At the El Ada Community Action Partnership, case managers do what they can they can to offer some kind of summer respite for cash-strapped families. For example, El Ada distributes thousands of free passes to the Boise Zoo each summer.

"The passes give families a break from their constant stress and allow them to enjoy a positive bonding activity together," said Kuster.

Scholarships, passes and free summer programs can change the course of a child's life. Swain shared the story of Winston, a boy she had met while working at a Boise Parks and Recreation community center. In 2008, Winston was 10 years old and growing up in poverty. With the family's limited income, "Winston was bright, but had few resources," said Swain.

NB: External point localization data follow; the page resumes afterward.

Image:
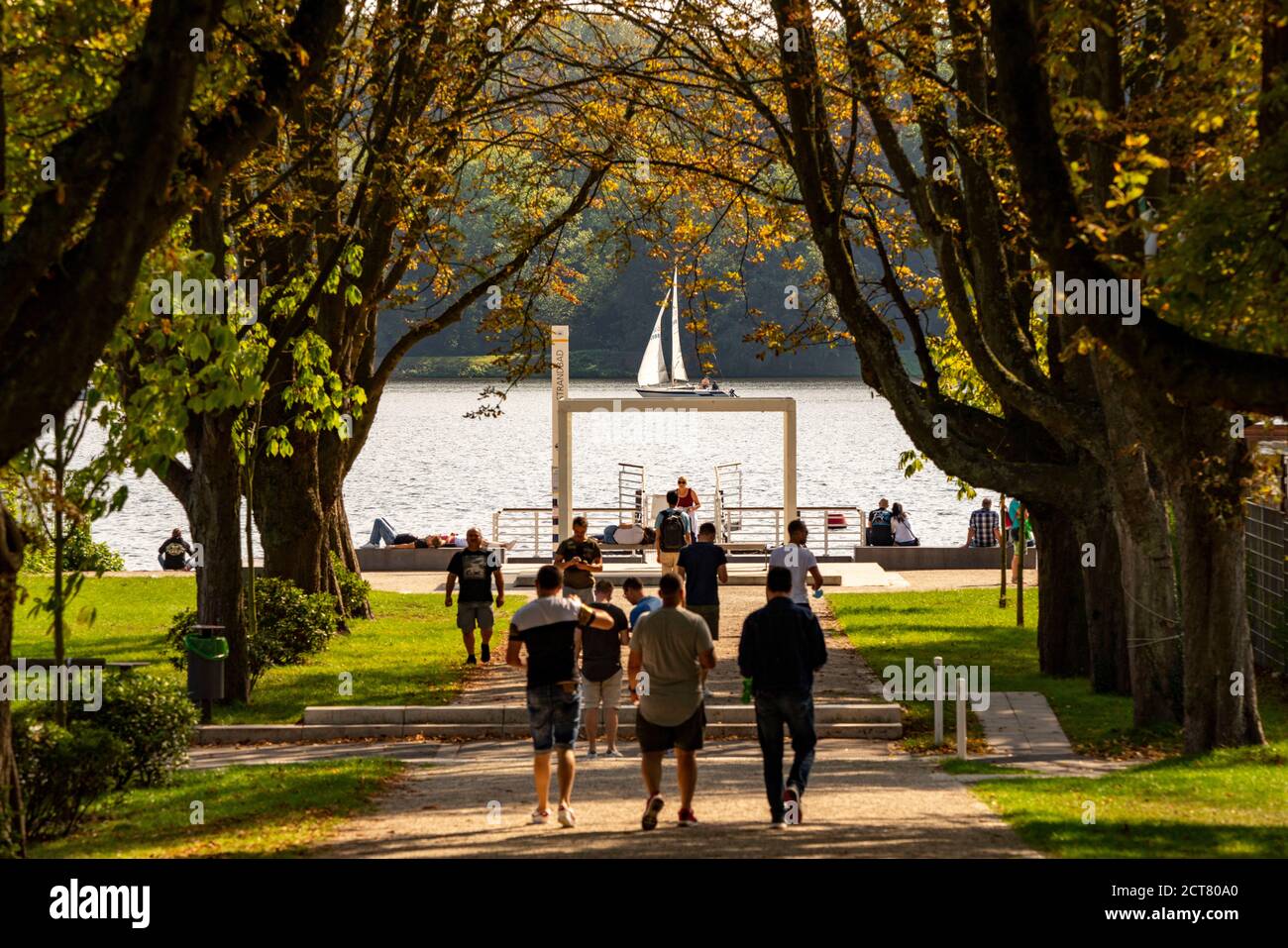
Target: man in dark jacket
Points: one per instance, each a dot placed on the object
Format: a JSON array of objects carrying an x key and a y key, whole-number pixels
[{"x": 781, "y": 648}]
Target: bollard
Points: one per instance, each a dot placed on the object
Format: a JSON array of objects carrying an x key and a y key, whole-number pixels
[
  {"x": 939, "y": 700},
  {"x": 961, "y": 716}
]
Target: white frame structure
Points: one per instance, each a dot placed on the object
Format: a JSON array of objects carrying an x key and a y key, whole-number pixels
[{"x": 566, "y": 407}]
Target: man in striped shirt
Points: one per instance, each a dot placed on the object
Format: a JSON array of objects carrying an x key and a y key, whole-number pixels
[{"x": 986, "y": 530}]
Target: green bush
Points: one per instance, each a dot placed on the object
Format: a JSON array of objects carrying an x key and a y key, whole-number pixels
[
  {"x": 154, "y": 717},
  {"x": 292, "y": 625},
  {"x": 353, "y": 587},
  {"x": 62, "y": 771}
]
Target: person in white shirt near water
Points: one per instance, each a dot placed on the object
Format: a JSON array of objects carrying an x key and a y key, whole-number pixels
[
  {"x": 903, "y": 535},
  {"x": 795, "y": 557}
]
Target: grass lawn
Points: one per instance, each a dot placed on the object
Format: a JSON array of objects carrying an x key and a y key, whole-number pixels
[
  {"x": 411, "y": 653},
  {"x": 1228, "y": 802},
  {"x": 261, "y": 810}
]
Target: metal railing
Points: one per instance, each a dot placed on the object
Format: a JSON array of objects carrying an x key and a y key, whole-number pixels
[
  {"x": 529, "y": 528},
  {"x": 1266, "y": 576}
]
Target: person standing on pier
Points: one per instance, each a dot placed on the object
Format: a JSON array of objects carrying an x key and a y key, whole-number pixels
[
  {"x": 781, "y": 648},
  {"x": 793, "y": 556},
  {"x": 674, "y": 531},
  {"x": 580, "y": 558}
]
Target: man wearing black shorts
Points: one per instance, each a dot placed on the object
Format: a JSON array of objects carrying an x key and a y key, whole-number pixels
[{"x": 670, "y": 647}]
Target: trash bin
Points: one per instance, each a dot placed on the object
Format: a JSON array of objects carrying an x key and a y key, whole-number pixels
[{"x": 206, "y": 655}]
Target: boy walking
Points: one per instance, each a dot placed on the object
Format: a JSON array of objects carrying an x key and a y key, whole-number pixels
[
  {"x": 781, "y": 648},
  {"x": 548, "y": 627},
  {"x": 670, "y": 647},
  {"x": 476, "y": 569}
]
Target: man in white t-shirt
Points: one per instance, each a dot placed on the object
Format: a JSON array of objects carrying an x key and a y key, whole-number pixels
[{"x": 799, "y": 561}]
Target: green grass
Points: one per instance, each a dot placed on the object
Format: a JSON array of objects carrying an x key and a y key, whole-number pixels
[
  {"x": 1232, "y": 802},
  {"x": 256, "y": 810},
  {"x": 411, "y": 653},
  {"x": 1223, "y": 804}
]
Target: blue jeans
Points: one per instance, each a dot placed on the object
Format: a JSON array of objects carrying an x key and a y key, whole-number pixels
[
  {"x": 381, "y": 532},
  {"x": 554, "y": 715},
  {"x": 795, "y": 710}
]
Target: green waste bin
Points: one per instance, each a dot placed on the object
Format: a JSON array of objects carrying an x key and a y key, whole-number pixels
[{"x": 206, "y": 655}]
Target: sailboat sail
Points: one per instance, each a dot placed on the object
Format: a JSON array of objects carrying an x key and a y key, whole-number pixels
[
  {"x": 678, "y": 371},
  {"x": 653, "y": 365}
]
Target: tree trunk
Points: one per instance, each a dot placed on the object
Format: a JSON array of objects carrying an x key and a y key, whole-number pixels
[
  {"x": 1220, "y": 679},
  {"x": 11, "y": 790},
  {"x": 1063, "y": 616},
  {"x": 210, "y": 493}
]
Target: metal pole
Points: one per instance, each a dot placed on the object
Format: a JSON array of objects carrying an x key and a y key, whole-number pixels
[
  {"x": 939, "y": 700},
  {"x": 1006, "y": 536},
  {"x": 961, "y": 717},
  {"x": 1021, "y": 545}
]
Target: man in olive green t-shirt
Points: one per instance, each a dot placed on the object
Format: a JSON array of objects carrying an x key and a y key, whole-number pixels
[{"x": 669, "y": 649}]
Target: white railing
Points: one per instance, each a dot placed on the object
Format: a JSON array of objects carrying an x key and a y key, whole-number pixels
[{"x": 532, "y": 531}]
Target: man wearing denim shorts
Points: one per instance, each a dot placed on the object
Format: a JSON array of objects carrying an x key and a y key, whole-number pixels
[
  {"x": 669, "y": 649},
  {"x": 548, "y": 627},
  {"x": 476, "y": 567}
]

However, Boise Parks and Recreation was able to provide Winston with a number of opportunities and mentored the young boy at a neighborhood community center. Ultimately, Winston became a member of the Mayor's Youth Council. After graduating high school earlier this year, Winston was accepted to Princeton University on a full-ride scholarship, beginning this fall.

"Stories like these remind me that summer programs aren't about kicking a ball around or making crafts," said Swain. "It's about helping every child to succeed and realize their full potential."

But the need is ongoing. Treasure Valley organizations say they're constantly working to meet the growing needs, with a singular goal: To give all children access to a memorable summer.

"This is what makes Boise such a beautiful community," said Swain. "We have our hearts open to the people, families and refugees who are struggling. We care about every child in the community."